Like it or not, it’s no wonder Jeb Bush is emerging as the Republican Party’s 2016 frontrunner.
Of course, there is that awkward little name thing, something he seems fully aware of — despite only being in the exploratory phase of a potential campaign, Jeb has already declared he’s not just another Bush. “A lot of people know my dad, they know my brother. As in everybody’s family, we’re all a little different,” he reportedly told a crowd in Las Vegas this week.
And he seems to keep trying to distance himself from his family. “Do you have brothers and sisters? Are you exactly the same?” he insisted. Yet Jeb is banking hard on the same vault of donors and operatives his father George H. W Bush and his brother George W. Bush used in their presidential campaigns. He’s already raising lots of money, asking donors recently not to give more than a still eye-popping $1 million to his super PAC. “They didn’t need to be persuaded,” Howard Leach, a Republican fundraiser for Jeb, told the Washington Post.
So, what exactly is in a name like Bush? Apparently, a whole lot of cash, which helps win presidential nominations and elections. And if Jeb wins the nomination in 2016, it will likely be less “joyfully,” as he promised last year, than ruthlessly. After all, we’re still more than 18 months from the election and Jeb’s locking in many of the same kinds of consultants that worked with his brother and father.

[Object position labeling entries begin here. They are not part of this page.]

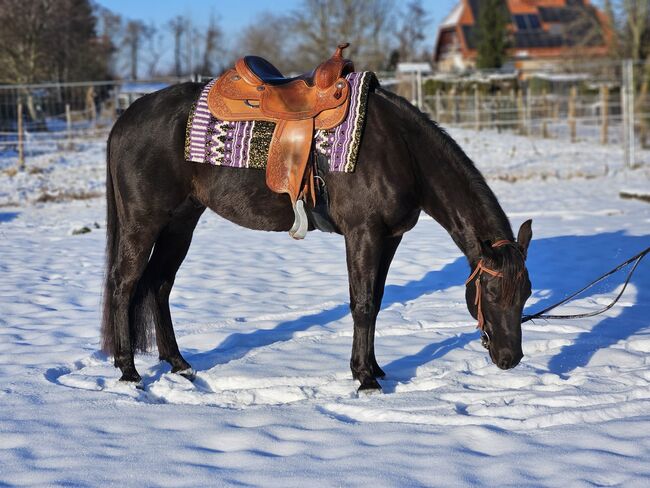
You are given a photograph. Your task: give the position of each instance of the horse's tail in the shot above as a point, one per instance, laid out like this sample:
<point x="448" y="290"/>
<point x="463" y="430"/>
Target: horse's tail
<point x="143" y="304"/>
<point x="112" y="238"/>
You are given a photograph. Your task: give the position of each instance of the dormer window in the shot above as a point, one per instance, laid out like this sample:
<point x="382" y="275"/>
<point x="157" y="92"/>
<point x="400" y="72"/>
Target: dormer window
<point x="527" y="22"/>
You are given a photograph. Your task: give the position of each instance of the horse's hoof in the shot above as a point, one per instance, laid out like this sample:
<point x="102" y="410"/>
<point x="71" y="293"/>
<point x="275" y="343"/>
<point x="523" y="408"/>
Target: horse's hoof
<point x="377" y="372"/>
<point x="301" y="222"/>
<point x="131" y="376"/>
<point x="369" y="386"/>
<point x="187" y="373"/>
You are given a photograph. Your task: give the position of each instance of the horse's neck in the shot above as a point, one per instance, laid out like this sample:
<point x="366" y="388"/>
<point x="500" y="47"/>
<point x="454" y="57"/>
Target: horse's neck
<point x="458" y="198"/>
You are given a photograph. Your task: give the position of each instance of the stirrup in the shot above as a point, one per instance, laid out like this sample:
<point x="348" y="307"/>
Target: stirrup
<point x="300" y="223"/>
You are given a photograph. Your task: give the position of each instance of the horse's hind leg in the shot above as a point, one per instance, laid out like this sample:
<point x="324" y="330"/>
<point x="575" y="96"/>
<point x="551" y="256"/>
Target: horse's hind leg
<point x="132" y="252"/>
<point x="388" y="252"/>
<point x="168" y="254"/>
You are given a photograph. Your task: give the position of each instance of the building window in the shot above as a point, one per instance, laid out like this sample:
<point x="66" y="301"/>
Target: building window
<point x="527" y="22"/>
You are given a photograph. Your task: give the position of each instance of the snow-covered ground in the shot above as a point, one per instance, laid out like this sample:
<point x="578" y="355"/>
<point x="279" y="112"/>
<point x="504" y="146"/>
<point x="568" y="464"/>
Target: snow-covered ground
<point x="266" y="324"/>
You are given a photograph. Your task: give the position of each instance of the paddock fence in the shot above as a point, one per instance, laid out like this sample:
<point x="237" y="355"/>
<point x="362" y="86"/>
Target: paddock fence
<point x="597" y="102"/>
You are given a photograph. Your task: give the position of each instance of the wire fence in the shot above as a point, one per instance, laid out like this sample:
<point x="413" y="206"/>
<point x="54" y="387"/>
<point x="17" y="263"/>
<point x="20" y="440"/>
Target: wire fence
<point x="597" y="102"/>
<point x="600" y="103"/>
<point x="43" y="118"/>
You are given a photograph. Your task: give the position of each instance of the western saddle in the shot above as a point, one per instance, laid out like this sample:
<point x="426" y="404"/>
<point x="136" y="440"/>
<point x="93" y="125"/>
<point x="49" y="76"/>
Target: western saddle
<point x="255" y="90"/>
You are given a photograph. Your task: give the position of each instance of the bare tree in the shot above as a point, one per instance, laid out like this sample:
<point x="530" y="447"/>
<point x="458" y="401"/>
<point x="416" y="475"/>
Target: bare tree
<point x="178" y="26"/>
<point x="319" y="25"/>
<point x="135" y="34"/>
<point x="47" y="40"/>
<point x="154" y="42"/>
<point x="109" y="27"/>
<point x="211" y="47"/>
<point x="412" y="31"/>
<point x="265" y="37"/>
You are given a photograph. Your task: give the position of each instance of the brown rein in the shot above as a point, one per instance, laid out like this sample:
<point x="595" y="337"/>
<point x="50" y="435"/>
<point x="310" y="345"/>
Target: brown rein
<point x="478" y="271"/>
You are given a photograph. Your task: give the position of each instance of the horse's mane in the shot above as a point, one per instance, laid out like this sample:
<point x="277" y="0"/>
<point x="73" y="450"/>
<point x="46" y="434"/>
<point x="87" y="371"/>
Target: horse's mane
<point x="507" y="259"/>
<point x="462" y="163"/>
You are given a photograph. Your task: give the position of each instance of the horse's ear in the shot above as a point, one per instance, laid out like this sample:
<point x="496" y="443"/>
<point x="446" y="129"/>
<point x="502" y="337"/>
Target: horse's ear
<point x="524" y="236"/>
<point x="487" y="251"/>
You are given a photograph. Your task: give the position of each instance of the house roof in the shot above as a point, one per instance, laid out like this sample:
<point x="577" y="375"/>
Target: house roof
<point x="454" y="16"/>
<point x="535" y="24"/>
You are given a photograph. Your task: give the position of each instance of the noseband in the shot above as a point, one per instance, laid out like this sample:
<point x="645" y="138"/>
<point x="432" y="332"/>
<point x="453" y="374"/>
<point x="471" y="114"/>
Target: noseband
<point x="476" y="274"/>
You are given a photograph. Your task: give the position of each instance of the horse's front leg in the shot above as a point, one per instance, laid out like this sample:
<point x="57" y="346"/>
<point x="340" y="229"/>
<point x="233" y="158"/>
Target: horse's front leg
<point x="365" y="258"/>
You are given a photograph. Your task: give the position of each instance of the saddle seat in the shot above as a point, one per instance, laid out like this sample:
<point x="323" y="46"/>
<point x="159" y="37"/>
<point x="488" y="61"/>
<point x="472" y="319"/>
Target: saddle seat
<point x="256" y="90"/>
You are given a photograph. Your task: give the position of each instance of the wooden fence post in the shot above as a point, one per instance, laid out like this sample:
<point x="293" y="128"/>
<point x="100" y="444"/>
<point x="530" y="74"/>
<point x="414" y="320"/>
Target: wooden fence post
<point x="21" y="140"/>
<point x="545" y="112"/>
<point x="439" y="108"/>
<point x="604" y="114"/>
<point x="521" y="113"/>
<point x="454" y="105"/>
<point x="68" y="122"/>
<point x="572" y="112"/>
<point x="477" y="108"/>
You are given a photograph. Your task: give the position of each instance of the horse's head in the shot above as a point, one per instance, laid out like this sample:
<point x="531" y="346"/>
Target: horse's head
<point x="496" y="293"/>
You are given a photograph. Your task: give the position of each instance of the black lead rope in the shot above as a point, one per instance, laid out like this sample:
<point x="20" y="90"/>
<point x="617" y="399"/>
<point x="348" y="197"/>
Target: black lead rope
<point x="541" y="314"/>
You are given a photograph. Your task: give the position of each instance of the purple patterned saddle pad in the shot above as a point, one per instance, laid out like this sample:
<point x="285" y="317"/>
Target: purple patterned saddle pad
<point x="246" y="144"/>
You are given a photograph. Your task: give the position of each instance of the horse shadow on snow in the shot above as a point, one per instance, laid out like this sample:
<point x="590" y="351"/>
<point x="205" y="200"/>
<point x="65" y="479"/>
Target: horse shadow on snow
<point x="557" y="265"/>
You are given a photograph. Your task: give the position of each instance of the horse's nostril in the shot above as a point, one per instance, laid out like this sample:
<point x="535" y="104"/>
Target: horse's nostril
<point x="505" y="362"/>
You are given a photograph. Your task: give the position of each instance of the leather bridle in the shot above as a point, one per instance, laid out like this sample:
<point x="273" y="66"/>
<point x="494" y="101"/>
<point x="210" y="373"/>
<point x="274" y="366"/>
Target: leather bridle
<point x="476" y="275"/>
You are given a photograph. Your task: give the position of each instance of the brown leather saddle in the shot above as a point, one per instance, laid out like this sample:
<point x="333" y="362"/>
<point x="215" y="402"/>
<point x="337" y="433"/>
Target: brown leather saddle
<point x="255" y="90"/>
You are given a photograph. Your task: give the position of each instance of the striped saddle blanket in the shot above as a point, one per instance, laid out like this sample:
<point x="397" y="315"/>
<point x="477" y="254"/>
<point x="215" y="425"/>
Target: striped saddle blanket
<point x="246" y="144"/>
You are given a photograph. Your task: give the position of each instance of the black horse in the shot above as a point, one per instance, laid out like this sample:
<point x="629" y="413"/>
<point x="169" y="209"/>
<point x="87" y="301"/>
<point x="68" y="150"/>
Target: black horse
<point x="406" y="164"/>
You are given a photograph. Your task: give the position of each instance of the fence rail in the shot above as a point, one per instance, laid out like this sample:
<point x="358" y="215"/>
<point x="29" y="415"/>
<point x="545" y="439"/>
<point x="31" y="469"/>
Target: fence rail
<point x="598" y="103"/>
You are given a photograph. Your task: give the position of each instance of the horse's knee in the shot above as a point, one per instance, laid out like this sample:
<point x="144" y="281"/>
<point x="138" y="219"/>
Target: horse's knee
<point x="363" y="310"/>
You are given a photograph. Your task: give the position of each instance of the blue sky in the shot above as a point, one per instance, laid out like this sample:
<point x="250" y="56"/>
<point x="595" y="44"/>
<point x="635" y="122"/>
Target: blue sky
<point x="235" y="14"/>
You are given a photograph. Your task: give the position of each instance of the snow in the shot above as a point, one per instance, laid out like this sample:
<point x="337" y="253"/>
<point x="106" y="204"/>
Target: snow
<point x="267" y="327"/>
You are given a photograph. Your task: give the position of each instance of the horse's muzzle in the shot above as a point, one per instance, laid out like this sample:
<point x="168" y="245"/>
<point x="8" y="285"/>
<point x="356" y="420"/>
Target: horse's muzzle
<point x="507" y="360"/>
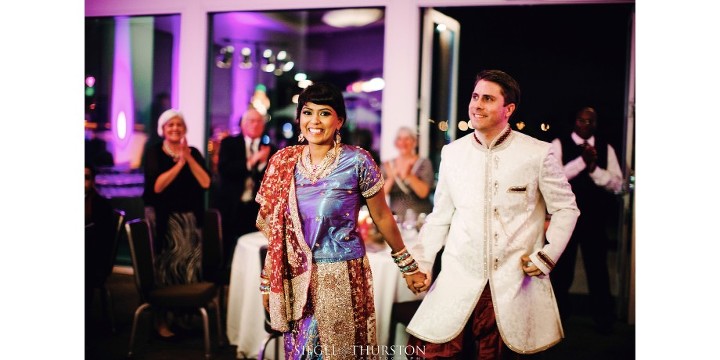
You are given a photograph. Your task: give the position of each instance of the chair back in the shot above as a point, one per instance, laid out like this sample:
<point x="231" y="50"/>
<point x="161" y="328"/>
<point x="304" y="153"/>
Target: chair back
<point x="140" y="241"/>
<point x="118" y="222"/>
<point x="212" y="246"/>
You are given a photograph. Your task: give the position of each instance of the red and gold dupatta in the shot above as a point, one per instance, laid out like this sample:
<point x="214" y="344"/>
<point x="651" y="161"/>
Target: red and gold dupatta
<point x="288" y="263"/>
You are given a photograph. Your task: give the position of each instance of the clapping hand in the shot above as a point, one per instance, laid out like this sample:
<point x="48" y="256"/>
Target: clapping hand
<point x="184" y="153"/>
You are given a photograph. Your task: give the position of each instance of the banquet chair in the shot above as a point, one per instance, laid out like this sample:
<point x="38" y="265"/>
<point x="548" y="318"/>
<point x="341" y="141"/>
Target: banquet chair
<point x="214" y="268"/>
<point x="181" y="297"/>
<point x="272" y="333"/>
<point x="103" y="247"/>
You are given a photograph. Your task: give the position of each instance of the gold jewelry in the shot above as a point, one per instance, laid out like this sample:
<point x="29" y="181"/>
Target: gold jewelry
<point x="319" y="171"/>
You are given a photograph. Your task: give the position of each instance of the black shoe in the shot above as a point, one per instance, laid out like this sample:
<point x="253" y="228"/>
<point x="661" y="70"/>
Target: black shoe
<point x="172" y="338"/>
<point x="605" y="326"/>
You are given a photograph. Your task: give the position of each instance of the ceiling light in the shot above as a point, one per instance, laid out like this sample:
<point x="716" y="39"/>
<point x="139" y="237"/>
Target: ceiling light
<point x="352" y="17"/>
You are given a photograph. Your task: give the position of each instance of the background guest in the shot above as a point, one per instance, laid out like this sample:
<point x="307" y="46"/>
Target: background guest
<point x="408" y="177"/>
<point x="593" y="170"/>
<point x="176" y="180"/>
<point x="241" y="164"/>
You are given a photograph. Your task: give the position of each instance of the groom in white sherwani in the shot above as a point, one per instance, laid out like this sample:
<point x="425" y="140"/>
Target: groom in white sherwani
<point x="493" y="298"/>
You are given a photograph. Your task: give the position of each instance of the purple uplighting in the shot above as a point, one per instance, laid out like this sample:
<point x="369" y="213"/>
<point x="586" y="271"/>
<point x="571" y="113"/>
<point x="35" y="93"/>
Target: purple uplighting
<point x="122" y="108"/>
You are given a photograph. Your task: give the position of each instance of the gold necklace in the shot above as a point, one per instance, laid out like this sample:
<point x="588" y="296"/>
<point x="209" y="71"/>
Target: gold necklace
<point x="322" y="169"/>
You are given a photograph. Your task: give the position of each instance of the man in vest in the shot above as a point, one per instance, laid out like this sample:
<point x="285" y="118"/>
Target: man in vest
<point x="591" y="166"/>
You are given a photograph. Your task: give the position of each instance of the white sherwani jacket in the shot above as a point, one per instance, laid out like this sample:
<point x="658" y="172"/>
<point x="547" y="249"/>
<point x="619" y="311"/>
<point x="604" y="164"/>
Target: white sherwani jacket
<point x="489" y="210"/>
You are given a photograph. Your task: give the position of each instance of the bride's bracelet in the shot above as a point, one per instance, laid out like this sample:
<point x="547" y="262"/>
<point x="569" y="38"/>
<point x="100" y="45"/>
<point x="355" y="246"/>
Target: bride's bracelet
<point x="264" y="284"/>
<point x="405" y="262"/>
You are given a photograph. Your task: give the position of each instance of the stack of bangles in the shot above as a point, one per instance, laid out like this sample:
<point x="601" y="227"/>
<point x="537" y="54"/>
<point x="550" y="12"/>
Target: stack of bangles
<point x="405" y="262"/>
<point x="264" y="283"/>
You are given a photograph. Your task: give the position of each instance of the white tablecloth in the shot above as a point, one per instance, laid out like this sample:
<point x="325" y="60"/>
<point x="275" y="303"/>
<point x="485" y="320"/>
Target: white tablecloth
<point x="245" y="315"/>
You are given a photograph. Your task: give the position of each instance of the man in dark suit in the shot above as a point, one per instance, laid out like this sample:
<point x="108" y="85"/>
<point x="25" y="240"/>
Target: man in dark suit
<point x="242" y="162"/>
<point x="593" y="170"/>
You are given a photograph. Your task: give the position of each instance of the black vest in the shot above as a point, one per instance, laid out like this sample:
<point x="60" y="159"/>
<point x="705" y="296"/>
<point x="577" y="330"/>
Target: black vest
<point x="592" y="200"/>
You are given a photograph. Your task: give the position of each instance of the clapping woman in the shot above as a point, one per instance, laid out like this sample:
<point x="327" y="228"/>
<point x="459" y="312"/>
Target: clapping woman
<point x="176" y="180"/>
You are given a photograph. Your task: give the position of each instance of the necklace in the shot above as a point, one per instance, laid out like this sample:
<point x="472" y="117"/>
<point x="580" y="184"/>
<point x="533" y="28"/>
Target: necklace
<point x="172" y="154"/>
<point x="315" y="172"/>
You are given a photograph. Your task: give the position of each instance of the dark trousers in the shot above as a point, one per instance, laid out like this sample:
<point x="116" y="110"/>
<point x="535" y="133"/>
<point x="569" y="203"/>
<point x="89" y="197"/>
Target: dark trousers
<point x="480" y="339"/>
<point x="590" y="236"/>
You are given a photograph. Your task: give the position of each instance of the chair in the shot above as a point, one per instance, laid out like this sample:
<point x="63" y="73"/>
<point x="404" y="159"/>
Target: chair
<point x="272" y="333"/>
<point x="403" y="312"/>
<point x="174" y="297"/>
<point x="214" y="268"/>
<point x="100" y="251"/>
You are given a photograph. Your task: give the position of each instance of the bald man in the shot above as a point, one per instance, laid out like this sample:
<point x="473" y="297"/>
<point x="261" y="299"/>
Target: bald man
<point x="241" y="164"/>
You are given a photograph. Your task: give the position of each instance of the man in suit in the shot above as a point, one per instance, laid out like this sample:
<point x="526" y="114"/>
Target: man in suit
<point x="593" y="170"/>
<point x="493" y="298"/>
<point x="241" y="164"/>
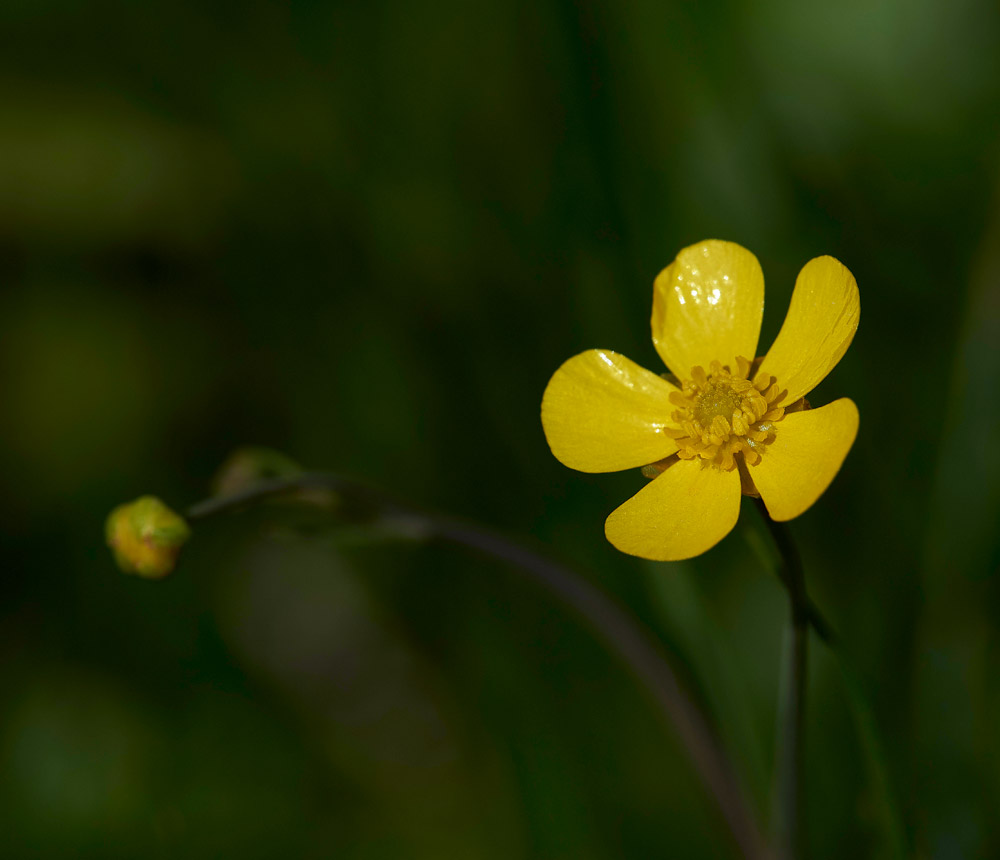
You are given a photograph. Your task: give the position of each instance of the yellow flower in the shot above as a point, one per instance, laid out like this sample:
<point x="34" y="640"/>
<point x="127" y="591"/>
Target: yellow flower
<point x="723" y="423"/>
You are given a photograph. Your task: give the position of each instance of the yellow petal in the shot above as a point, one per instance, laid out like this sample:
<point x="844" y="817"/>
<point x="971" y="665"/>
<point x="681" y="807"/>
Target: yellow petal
<point x="601" y="412"/>
<point x="707" y="306"/>
<point x="805" y="456"/>
<point x="681" y="514"/>
<point x="820" y="325"/>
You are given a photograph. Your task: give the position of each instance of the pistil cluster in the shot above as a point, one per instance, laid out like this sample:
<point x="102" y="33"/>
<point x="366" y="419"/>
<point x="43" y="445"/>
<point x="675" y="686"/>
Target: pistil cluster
<point x="722" y="414"/>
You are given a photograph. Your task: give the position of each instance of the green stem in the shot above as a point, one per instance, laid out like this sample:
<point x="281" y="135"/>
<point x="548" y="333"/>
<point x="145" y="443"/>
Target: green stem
<point x="791" y="748"/>
<point x="623" y="633"/>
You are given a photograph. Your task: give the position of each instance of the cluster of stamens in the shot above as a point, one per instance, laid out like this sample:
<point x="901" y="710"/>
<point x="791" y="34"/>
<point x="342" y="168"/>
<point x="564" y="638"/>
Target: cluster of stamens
<point x="722" y="414"/>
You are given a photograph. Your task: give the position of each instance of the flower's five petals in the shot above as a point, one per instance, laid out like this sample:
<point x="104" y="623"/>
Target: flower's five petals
<point x="682" y="513"/>
<point x="707" y="305"/>
<point x="601" y="412"/>
<point x="820" y="325"/>
<point x="805" y="457"/>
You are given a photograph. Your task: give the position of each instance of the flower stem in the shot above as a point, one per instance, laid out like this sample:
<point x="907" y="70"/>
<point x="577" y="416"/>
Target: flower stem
<point x="620" y="631"/>
<point x="791" y="747"/>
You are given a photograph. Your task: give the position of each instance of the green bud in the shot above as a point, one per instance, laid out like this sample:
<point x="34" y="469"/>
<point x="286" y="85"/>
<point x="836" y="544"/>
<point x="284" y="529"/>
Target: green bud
<point x="250" y="465"/>
<point x="146" y="536"/>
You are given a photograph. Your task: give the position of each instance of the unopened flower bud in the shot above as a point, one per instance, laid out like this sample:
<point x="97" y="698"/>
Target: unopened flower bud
<point x="146" y="536"/>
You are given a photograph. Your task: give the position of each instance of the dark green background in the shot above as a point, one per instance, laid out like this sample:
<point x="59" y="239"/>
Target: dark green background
<point x="367" y="234"/>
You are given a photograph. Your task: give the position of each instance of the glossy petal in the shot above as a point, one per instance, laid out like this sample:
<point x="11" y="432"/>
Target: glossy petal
<point x="707" y="305"/>
<point x="808" y="450"/>
<point x="681" y="514"/>
<point x="601" y="412"/>
<point x="820" y="325"/>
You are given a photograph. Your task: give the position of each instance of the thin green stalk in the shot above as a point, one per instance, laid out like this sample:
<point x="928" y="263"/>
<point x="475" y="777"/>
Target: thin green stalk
<point x="623" y="633"/>
<point x="791" y="740"/>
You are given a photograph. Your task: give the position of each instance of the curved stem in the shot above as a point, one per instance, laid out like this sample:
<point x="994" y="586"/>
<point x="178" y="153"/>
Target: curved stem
<point x="791" y="747"/>
<point x="624" y="634"/>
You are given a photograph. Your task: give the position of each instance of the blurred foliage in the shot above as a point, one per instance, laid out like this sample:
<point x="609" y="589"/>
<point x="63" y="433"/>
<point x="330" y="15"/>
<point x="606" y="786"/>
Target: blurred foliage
<point x="366" y="234"/>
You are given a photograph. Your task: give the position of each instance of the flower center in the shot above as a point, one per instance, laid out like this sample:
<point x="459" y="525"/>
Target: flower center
<point x="722" y="414"/>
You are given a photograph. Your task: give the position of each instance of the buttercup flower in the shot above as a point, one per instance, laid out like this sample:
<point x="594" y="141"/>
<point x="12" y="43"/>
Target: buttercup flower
<point x="722" y="423"/>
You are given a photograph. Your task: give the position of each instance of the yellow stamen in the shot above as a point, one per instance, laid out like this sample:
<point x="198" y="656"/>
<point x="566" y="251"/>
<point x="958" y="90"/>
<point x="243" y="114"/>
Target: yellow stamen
<point x="723" y="416"/>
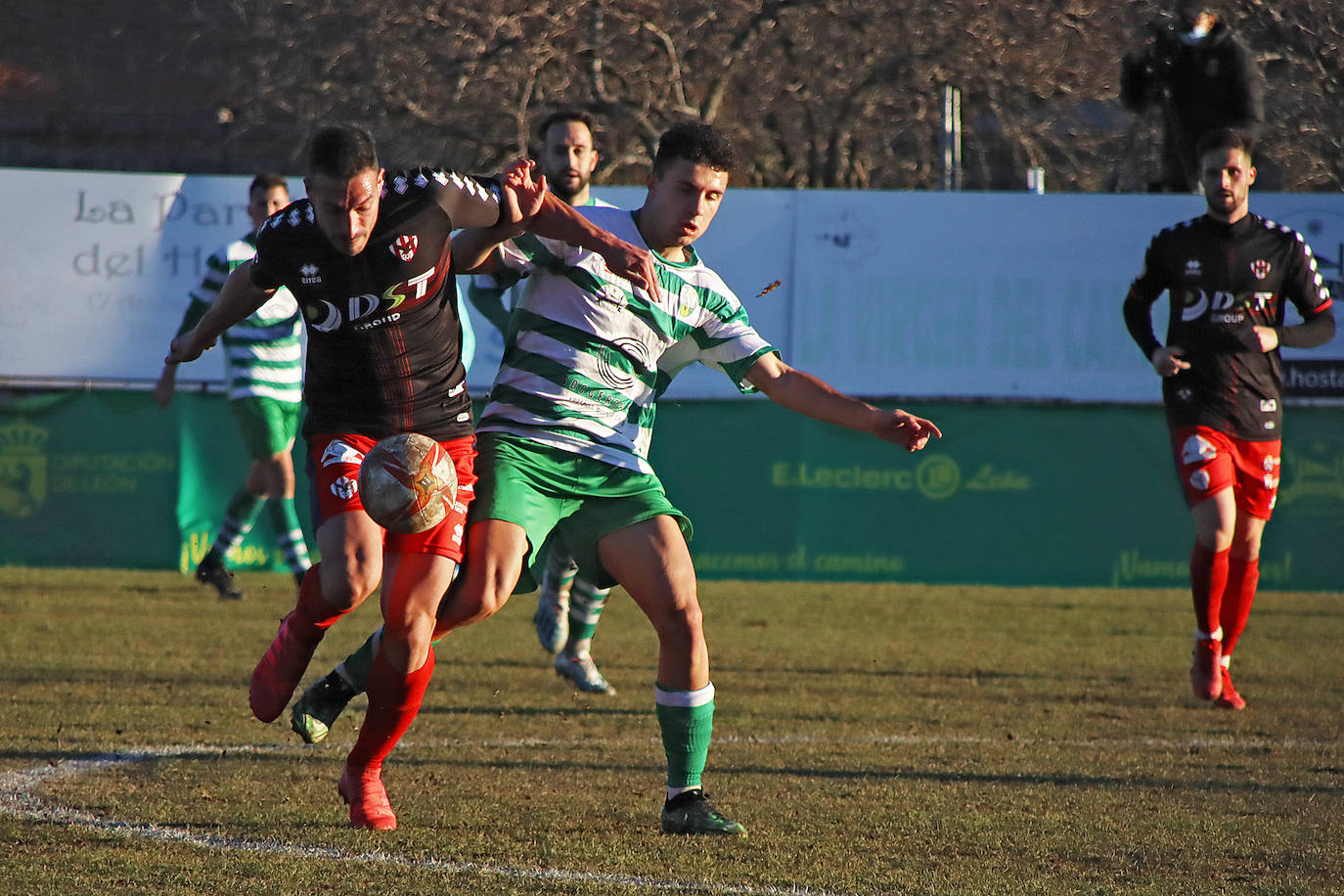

“Those who hold out can sense a distinct chill,” noted a recent New York Times article. Jeb’s campaign is seeking to hire “donors, advisors and operatives,” wrote the Times, with “deep connections to the Bush family’s past presidential campaigns and administrations.” Those same family members from whom Jeb swears he’s different?
And if consultants don’t abide by Jeb’s rules of loyalty and decide to work with other 2016 Republican aspirants? “Swift rebuke follows,” the Times notes, pointing to the example of IMGE, a technology company that reportedly fell out of favor with the Bush campaign after one of the firm’s founders indicated IMGE was hoping not to be tied to a single candidate.
None of this is to suggest that Jeb Bush doesn’t have appeal as a candidate — I like some of the things he did as Florida governor, like his record of cutting $19 billion in taxes and supporting school choice programs. (Although I’m not a fan of his willingness to grant illegal immigrants amnesty in any shape, fashion or form.) He seems more equipped to lead America and get things done than some others in the already cramped horse race like New Jersey Gov. Chris Christie, who seems more concerned with telling people off than sounding presidential.
Then there’s Rick Santorum and Huckabee, caring Christian men, but both too consumed with running for president of morality than bringing the entire country together after years of Obama supposedly dividing us on race, religion and sexuality.
But what troubles me a little about Bush’s early attempts at “corning the market” is that he’s relying on the same consultants that have cycled through the last 20-plus years of elections — some of whom worked for Romney’s campaign. This raises the question of why, if Jeb doesn’t want the public to view him as just another Bush running for president, he seems to be relying on the Bush network of consultants?
The same playbook that helped get his brother and father get elected president isn’t going to work for this Bush. The demographics of the country have changed, but it seems unlikely the Republican Party and its operatives have changed with it.
The truth is that any Republican candidate who wins the nomination will have to refrain from business as usual. He (let’s face it, the GOP won’t nominate a woman) will have to hire minorities and women in meaningful campaign positions and have a strategy to aggressively compete for minority votes. This is something Romney didn’t do nearly enough of.
Jeb is only in the “pre-presidential” phase, ruminating over the idea. But he appears to be assembling a lot of the same old (white) faces of recent losing Republican campaigns we’ve seen before. As a black conservative who would like to see a Republican in the White House again, I hope Jeb isn’t Romney 2.0.